As you will see, the people being interviewed thought that this was an opportunity to finally tell the world about the disaster that befell their people during the final years of war in Indochina. Radiolab had a very different idea about what the interview was meant to do.
On Sept. 24, Radiolab released a podcast of the interview with Eng Yang and his niece, Kao Kalia Yang, about whether the Russians had used chemical weapons–so-called "yellow rain"–against the Hmong people in Laos in the 1970s and 1980s. Robert Krulwich of Radiolab pressed them repeatedly about whether the yellow dust seen on the leaves of trees was a poison, or whether it was bee droppings, which is what Western scientists have concluded.
The scientific issues here were raised years ago, in a press conference that I covered for the AP in Detroit at the American Association for the Advancement of Science meeting in 1983. The scientific issues have long been resolved. But issues concerning the brutal attack on the Hmong people remain sensitive and painful for the Hmong themselves. As we learn from Radiolab's interview, they still fervently believe they were victims of a chemical warfare attack. As Krulwich pressed his subjects to provide evidence that the yellow rain was a poison, Kao Kalia Yang began to realize that this would not be an opportunity to tell the Hmong side of the story. "It feels like there is a sad lack of justice," she said, "that the word of a man who survived this thing must be pitted against a professor from Harvard that's read these accounts." She continued speaking and started to cry:
My uncle says for the last twenty years he didn’t know that anybody was interested in the deaths of the Hmong people. He agreed to do this interview because you were interested. You know, what happened to the Hmong happened, and the world has been uninterested for the last twenty years. He agreed because you were interested. That the story would be heard and that the Hmong deaths would be documented and recognized. That’s why he agreed to the interview, that the Hmong heart is broken, that our leaders have been silent, and what we know has been questioned again and again is not a surprise to him, or to me. I agreed to the interview for the same reason, that Radiolab was interested in the Hmong story, that they were interested in documenting the deaths that happened. There was so much that was not told. Everybody knows that chemical warfare was being used.

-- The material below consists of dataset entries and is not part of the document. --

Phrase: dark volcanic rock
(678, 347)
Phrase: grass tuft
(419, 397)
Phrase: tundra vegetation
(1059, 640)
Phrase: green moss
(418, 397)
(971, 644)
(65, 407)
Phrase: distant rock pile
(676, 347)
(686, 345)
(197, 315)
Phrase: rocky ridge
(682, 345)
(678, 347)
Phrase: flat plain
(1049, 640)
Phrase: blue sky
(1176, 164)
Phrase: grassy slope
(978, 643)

It's heartbreaking. I teared up listening to it.
In a conversation in the studio afterwards, Krulwich and others said "this interview troubled us." Krulwich added, "Her desire was to monopolize the story, and that we can't allow."

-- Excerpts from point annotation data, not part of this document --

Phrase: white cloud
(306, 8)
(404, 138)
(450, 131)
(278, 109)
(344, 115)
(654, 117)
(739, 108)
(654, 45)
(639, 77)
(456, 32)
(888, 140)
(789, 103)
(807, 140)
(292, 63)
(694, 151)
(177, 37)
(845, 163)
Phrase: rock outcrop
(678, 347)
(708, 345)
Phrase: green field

This week, Kao Kalia Yang published a scorching critique of Krulwich, Radiolab, and its producers and personalities for ignoring information she sent them, asking for a response from her and refusing to publish it, and telling her she would need a court order to obtain full copies of the interview, which she had asked for.
She writes that on Aug. 6, two days after she underwent 26 hours of induced labor to give birth to a stillborn child, a producer called her asking for information for the credits. She said she had just lost her baby and did not want to call back. She says he sent an email saying, "If you feel better, you can call in."
There are far too many allegations here for me to sort out; I suggest you read her critique and form your own opinion.
On Sept. 30, after "a lot of email and angry notes" about the podcast, Krulwich wrote an apology. "Looking back on it now, I see that I was insensitive: I sound hectoring and uncaring. For that, I apologize."
The podcast was supposed to be about "truth, how different people experience different truths and how those differences can be painfully hard to reconcile" he wrote.
It's unclear why Krulwich and Radiolab wanted to reopen a 30-year-old story. Asking a Hmong man who lived through a brutal attack on his people to address what was essentially a scientific question was a gross mistake–akin to asking a Western scientific expert on yellow rain to answer questions about what Eng Yang experienced under constant threat of death in Laos.
It was a rare misstep for Radiolab, but a very sad one.